Data Breaches Force Enterprises to Revise Privacy Policies: Gartner

 
 
By Fahmida Y. Rashid  |  Posted 2011-08-08
 
 
 

Data Breaches Force Enterprises to Revise Privacy Policies: Gartner


As a result of recent high-profile data breaches and various changes in technology, organizations are expected to revise privacy policies by the end of next year, Gartner researchers predict.

As cloud computing and location-based services proliferate, organizations are grappling with the privacy implications of having data reside outside corporate control, Gartner said in its latest report released Aug. 8.

The steady string of data breaches that have hit practically every industry sector and organizations of all sizes, and changes in compliance regulations will also force organizations to review and revise their current privacy policies before the end of 2012, Gartner analysts said.

New threats to personal data and privacy emerged in 2010, but budgets for implementing privacy protection remained low, wrote Carsten Casper, research director at Gartner. Casper expects the budget crisis to continue throughout 2011 and 2012, with privacy programs "chronically underfunded."

More than half of companies will tweak the policies they already have to bring them up-to-date with new technologies and computing models, Gartner said. Data breaches ranked high on the priority list because they affect so many aspects of the business. But preparing for and following up on breaches was "straightforward," and privacy officials should not be spending more than 10 percent of their time dealing with data breaches, according to Gartner.

"Most controls exist anyway if security management is working properly," according to Gartner.

Regardless of what Gartner suggests, organizations are spending a lot of time resolving data breaches. Sony spent nearly a month rebuilding the PlayStation Network after a massive attack compromised user accounts in April. Sony will spend more months and years dealing with lawsuits from customers claiming damages as a result of the data breaches.

A recent Ponemon Institute and HP Arcsight report found that the average time to resolve a cyber-attack was 18 days, and that a malicious insider attack could take more than 45 days on average to contain.

Recommendations to Protect Data From Breaches



Gartner made some specific recommendations to protect data from breaches, such as compartmentalizing personal information and restricting access to only the smallest number of users, and keeping track of who has privileges to view the data. Data should be encrypted when being transmitted across public networks and stored on portable devices and on other forms of storage, Gartner said. The report also recommended using data-loss-prevention tools, tokenization, data-masking and privacy-management tools.

Depending on the nature of the business, privacy officers will focus 5 to 25 percent of their time on location services, Gartner said. While not every organization processes geo-location data from GPSes, the nearest cell tower, nearby wireless access points, smart meter identifiers and IP addresses, organizations need to be well versed in ways to avoid a potential "privacy scandal," such as a smartphone application storing more location information than necessary, Gartner said.

Many organizations are currently compiling "vast" amounts of data without a "clear plan of what to do with it," Gartner said, noting the practice violates a fundamental privacy principle of "collect information only for the purpose for which you need it."

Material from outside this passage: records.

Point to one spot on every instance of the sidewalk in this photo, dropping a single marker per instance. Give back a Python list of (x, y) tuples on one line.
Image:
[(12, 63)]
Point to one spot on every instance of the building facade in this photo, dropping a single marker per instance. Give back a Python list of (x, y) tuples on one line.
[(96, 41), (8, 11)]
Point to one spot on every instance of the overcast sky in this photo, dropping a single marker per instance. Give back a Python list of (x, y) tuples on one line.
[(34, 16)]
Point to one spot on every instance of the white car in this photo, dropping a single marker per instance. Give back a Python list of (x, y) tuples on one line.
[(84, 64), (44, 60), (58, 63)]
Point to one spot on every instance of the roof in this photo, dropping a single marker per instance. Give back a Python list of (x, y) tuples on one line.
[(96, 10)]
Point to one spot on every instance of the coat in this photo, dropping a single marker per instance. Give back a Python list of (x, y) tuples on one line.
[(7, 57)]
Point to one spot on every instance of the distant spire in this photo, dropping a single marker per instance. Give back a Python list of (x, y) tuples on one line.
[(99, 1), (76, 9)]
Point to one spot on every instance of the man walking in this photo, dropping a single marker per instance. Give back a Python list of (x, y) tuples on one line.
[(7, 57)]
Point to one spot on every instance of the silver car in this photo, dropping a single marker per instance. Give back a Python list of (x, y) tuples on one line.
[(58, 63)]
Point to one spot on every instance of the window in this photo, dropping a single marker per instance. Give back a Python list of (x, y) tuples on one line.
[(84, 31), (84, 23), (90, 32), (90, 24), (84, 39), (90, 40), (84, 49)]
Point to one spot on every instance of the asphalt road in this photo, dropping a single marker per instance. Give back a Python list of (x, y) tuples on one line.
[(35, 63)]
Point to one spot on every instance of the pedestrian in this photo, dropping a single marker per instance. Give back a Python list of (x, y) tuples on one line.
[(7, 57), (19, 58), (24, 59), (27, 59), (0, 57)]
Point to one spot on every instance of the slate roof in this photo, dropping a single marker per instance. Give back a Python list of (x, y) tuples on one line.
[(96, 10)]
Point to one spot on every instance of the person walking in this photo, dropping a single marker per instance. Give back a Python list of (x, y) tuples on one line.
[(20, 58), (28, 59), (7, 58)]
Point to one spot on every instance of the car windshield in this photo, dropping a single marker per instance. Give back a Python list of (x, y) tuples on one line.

Gartner also claimed cloud computing and privacy are "innately at odds" because the laws that apply to the specific country in which the organization is headquartered doesn't apply to data residing on public clouds because it doesn't reside in any one particular country. Even so, privacy compliance does not require that data has to stay within the country, as organizations should focus on the location of the cloud provider, not of its data centers.

"Most privacy laws have some flexibility, guidance is evolving slowly, and in many cases, there are legally acceptable solutions," Gartner said. Privacy officials should support IT's cloud and offshore initiatives while implementing "maximum privacy protection" for customers and employees. Gartner estimated that privacy in the cloud would consume 20 to 30 percent of the officer's time.

Organizations need to find the balance between "not enough" protection and "too much" protection, Gartner said. Privacy officials should not look at legal requirements as "they trail technical innovation and cultural change by several years," according to Gartner. There should be a process to identify stakeholders for personal information, gather requirements, influence how the requirements are implemented and make adjustments when necessary. With the process in place, the execution should not take up more than 10 percent of the privacy official's time.

Finally, regulatory changes should not "distract" privacy officials, Gartner said, because most regulatory changes have only a "mid- to long-term effect." Monitoring for changes and adjusting existing processes "are important tasks," but should not consume more than 5 to 10 percent of the officer's time, Gartner said.

The remaining 15 to 20 percent of the privacy officer's time should be spent executing the privacy program, revising policies, following up on incidents and managing relations, Casper said.